Regulatory guardrails and the credibility factor

According to van Riel, BNP Paribas tells corporations interested in issuing green bonds that entering the market requires total organizational buy-in. Essentially, the message that the sustainability team wants to get out and the results that the finance team want to achieve need to be aligned, she explained.

The bank also recommends that a prospective issuer uses a third-party assurance company, such as Sustainalytics, Vigeo Eiris or ISS ESG, to evaluate its own internal green finance framework and the goals that it wants to accomplish.
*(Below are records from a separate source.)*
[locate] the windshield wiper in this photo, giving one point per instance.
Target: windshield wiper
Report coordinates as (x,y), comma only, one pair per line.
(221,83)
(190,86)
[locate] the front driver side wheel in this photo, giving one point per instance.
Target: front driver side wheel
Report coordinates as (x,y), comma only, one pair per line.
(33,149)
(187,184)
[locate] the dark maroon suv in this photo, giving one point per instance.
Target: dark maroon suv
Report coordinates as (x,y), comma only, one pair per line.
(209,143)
This is important because matching an issuers’ internal framework with International Capital Market Association (ICMA) standards means that a company can issue a bond that meets investor requirements while achieving the company’s own internal ESG goals.

To date, the U.S. ESG market has been shaped by investors, issuers and ICMA’s voluntary guidelines. However, because issuers are already out there with robust commitments that they want to be able to finance and objectives that they want to achieve, there is a growing willingness and openness to regulation around ESG disclosures in the U.S., McGinty said.
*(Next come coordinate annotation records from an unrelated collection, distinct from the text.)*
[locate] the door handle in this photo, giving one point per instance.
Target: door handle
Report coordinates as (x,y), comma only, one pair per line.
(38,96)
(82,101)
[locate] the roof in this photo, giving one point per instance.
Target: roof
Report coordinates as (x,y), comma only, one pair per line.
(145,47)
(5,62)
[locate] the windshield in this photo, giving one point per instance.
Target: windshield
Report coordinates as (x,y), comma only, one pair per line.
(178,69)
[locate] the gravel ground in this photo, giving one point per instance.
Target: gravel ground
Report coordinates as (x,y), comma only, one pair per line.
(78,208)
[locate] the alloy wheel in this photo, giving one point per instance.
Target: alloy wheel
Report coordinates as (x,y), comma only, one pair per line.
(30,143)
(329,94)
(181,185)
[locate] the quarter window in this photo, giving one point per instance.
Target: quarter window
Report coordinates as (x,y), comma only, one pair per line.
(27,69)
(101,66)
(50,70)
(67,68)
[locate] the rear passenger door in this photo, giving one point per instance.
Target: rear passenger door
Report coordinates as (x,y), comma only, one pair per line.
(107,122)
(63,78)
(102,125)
“The bar needs to be raised on what constitutes ‘green’. Issuers, investors and regulators really have to have confidence that an investment in a green financial product is genuinely going to move the needle on decarbonization,” she said. “We’d like to see some standardization.”

The U.S. Securities and Exchange Commission in March opened up a discussion about facilitating the disclosure of consistent, comparable and reliable information on climate change.

Trying is learning

For prospective ESG bond issuers, simply getting started requires wading through the various GHG emission scopes and the alphabet soup of standard-setting institutions’ ESG frameworks. It’s a formidable learning curve but a worthwhile one, McGinty said.  
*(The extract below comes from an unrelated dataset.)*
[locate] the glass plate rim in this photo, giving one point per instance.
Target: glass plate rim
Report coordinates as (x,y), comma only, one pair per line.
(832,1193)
“When we went jointly on a roadshow [with the finance team], we were able to hear firsthand, as a sustainability team, what 150-plus investors had on their minds and what they needed to see,” she said.

“[Our] financing team and [our] sustainability team totally wound up with a shared view in that mutual learning,” McGinty said. Both teams came away with an aligned perspective about how the greening of the capital market is key to addressing the climate challenge, she said.

For an issuer, incorporating a comprehensive “whole of business” ESG approach that ties strategic corporate goals with investors’ needs and goals also can help a company attract and retain talent, added Olivier Leonetti, executive vice president and chief financial officer at Johnson Controls. Employees are proud to be part of an organization that is actively pursuing strategies that reduce carbon emissions and fight climate change, he said.